Effect of perioperative high‐dose transdermal nicotine patch on pain sensitivity among male abstinent tobacco smokers undergoing abdominal surgery: A randomized controlled pilot study

医学 麻醉 安慰剂 尼古丁替代疗法 围手术期 四分位间距 戒烟 腹部外科 止痛药 尼古丁贴片 随机对照试验 尼古丁 恶心 外科 内科学 替代医学 病理
作者
Chengcheng Zhu,Yanzhi Bi,Kai Wei,Kun-ming Tao,Li Hu,Zhijie Lu
出处
期刊:Addiction [Wiley]
卷期号:118 (8): 1579-1585 被引量:1
标识
DOI:10.1111/add.16224
摘要

Abstract Background and Aims Previous studies have focused on the role of perioperative nicotine replacement therapy (NRT) in improving the success rate of long‐term smoking cessation in tobacco smokers. This study aimed to measure the effectiveness of high‐dose NRT in alleviating postoperative pain for male abstinent smokers receiving abdominal surgery. Design This was a parallel‐group, randomized, double‐blind and controlled pilot trial.
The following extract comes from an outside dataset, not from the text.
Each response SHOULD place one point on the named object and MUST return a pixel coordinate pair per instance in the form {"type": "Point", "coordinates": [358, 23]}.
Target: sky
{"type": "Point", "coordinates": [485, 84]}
Setting and participants In total, 101 male smoking‐abstinent patients from the Eastern Hepatobiliary Surgery Hospital, Shanghai, China, from 8 October 2018 to 10 December 2021. Interventions Patients started smoking cessation on admission to the hospital ward. Patients received 24‐hour transdermal nicotine patches ( n = 50) or placebo ( n = 51) every day from admission until 48 hours after surgery. Measurements The primary outcomes were pre‐surgery pain thresholds and total consumption of analgesics within the first 48 hours after surgery. Secondary outcomes included postoperative pain and sedation scores, nausea, vomiting and fever frequency within the treatment period. Findings Both pre‐surgery electrical and mechanical pain thresholds in the NRT group were higher than those in the placebo group ( P = 0.004 and P = 0.020, respectively). The 48‐hour postoperative analgesic consumption was significantly lower for smoking‐abstinent patients receiving NRT than those receiving placebo (standardized morphine equivalent requirement, median [interquartile range], 1.80 [1.47, 2.32] mg/kg vs 2.22 [1.62, 2.82] mg/kg, P = 0.011). Postoperative pain intensity was significantly lower in the NRT group than that in the placebo group at 1st hour and 24th hour post‐surgery ( P < 0.001 and P = 0.012, respectively). The incidence of treatment‐related adverse events was not significantly different between groups. Conclusions Perioperative high‐dose nicotine replacement therapy may help to relieve postoperative pain among male smoking‐abstinent patients undergoing abdominal surgery.